I can create a function, which again works for a single occurence
my_fn <- function(f_cluster, f_data){my_fn <- silhouette(f_cluster, dist(f_data))}
summary(my_fn(kmeans_k2$cluster, data))
Silhouette of 40 units in 2 clusters from silhouette.default(x = f_cluster, dist = dist(f_data)) :
Cluster sizes and average silhouette widths:
18 22
0.3527383 0.7053056
Individual silhouette widths:
Min. 1st Qu. Median Mean 3rd Qu. Max.
-0.04243 0.45422 0.58233 0.54665 0.74472 0.79591
But fails when I use it with map.
kmeans_k123 %>% mutate(sildata = map2(km_model$cluster, data, my_fn))
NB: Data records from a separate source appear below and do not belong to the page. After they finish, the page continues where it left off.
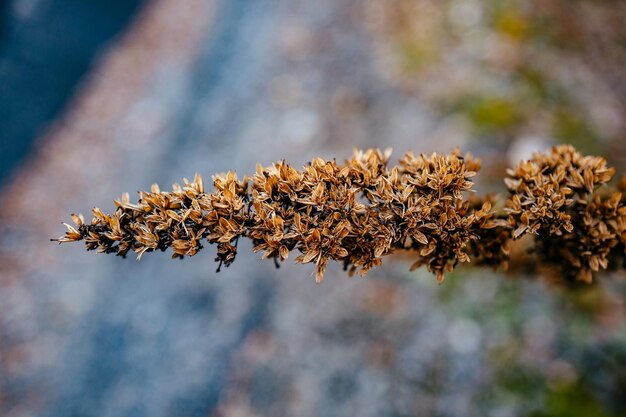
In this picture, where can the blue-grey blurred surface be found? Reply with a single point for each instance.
(210, 86)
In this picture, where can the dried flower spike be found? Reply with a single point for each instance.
(361, 210)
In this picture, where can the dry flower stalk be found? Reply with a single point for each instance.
(361, 210)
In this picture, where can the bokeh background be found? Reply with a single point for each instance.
(102, 97)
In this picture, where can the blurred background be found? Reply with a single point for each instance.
(102, 97)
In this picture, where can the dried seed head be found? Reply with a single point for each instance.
(361, 210)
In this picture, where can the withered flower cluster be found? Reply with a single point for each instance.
(361, 210)
(578, 227)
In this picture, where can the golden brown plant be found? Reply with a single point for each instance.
(361, 210)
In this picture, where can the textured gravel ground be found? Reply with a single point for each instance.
(212, 86)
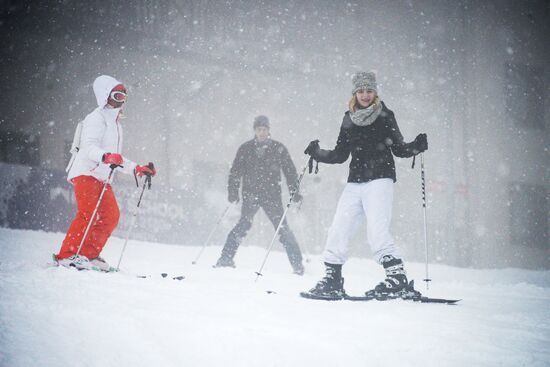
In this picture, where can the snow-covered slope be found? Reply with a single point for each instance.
(221, 317)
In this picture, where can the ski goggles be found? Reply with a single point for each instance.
(118, 96)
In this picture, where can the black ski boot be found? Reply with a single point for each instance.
(224, 262)
(395, 285)
(331, 287)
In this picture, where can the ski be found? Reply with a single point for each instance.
(408, 294)
(113, 270)
(421, 299)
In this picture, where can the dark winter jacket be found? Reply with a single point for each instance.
(370, 146)
(259, 165)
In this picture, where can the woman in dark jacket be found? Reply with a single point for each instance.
(369, 133)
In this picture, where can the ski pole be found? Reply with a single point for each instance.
(296, 189)
(306, 252)
(113, 166)
(423, 179)
(211, 233)
(146, 183)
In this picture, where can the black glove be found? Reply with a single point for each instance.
(313, 148)
(233, 196)
(420, 143)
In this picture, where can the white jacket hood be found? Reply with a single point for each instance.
(103, 85)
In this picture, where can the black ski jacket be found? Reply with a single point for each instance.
(371, 148)
(259, 166)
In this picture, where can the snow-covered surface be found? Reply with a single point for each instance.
(221, 317)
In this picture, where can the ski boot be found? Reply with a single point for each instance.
(79, 262)
(331, 287)
(224, 262)
(298, 269)
(102, 265)
(395, 285)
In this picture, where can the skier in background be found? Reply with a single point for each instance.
(100, 146)
(258, 165)
(369, 133)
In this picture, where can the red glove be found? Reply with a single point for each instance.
(113, 158)
(145, 170)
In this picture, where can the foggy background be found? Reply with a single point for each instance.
(472, 75)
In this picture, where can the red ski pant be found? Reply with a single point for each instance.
(87, 191)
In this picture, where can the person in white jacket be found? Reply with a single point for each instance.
(91, 172)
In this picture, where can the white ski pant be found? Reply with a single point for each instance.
(372, 200)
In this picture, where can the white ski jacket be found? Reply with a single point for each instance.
(101, 133)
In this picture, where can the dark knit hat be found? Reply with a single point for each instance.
(364, 80)
(261, 121)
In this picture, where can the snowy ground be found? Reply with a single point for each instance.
(221, 317)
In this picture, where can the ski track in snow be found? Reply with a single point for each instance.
(53, 316)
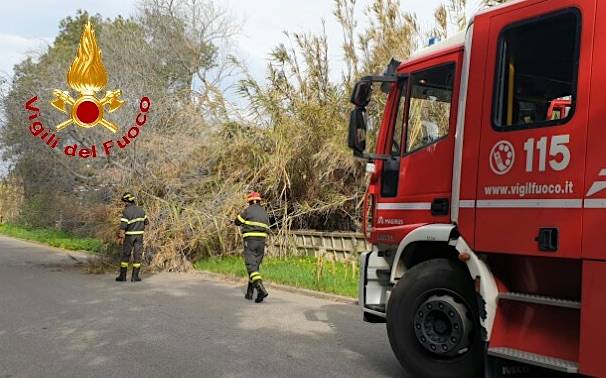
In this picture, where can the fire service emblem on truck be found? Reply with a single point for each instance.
(87, 76)
(502, 157)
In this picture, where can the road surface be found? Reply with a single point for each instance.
(58, 321)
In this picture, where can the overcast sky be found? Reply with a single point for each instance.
(28, 26)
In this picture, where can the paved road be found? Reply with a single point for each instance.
(58, 321)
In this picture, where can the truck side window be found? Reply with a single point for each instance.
(430, 103)
(398, 127)
(536, 72)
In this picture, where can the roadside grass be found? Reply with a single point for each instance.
(52, 237)
(304, 272)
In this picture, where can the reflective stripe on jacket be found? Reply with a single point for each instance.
(133, 220)
(253, 221)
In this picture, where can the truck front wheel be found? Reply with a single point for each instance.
(433, 323)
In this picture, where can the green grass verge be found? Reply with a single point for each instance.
(52, 237)
(336, 278)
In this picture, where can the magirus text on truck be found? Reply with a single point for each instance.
(487, 197)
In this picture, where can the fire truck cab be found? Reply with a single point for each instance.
(487, 196)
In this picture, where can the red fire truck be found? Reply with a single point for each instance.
(487, 197)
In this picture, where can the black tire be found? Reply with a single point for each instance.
(424, 285)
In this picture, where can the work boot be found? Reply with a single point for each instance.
(135, 277)
(250, 290)
(122, 276)
(261, 292)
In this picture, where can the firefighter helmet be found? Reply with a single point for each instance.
(128, 197)
(253, 196)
Error: Problem with `mutate()` input `sildata`.
x Input `sildata` can't be recycled to size 3.
i Input `sildata` is `map2(km_model$cluster, data, my_fn)`.
i Input `sildata` must be size 3 or 1, not 0.
I suspect that the problem is related to how I am trying to retrieve $cluster from the nested models as I've tried extracting that to create it's own column, but can't get that to work either.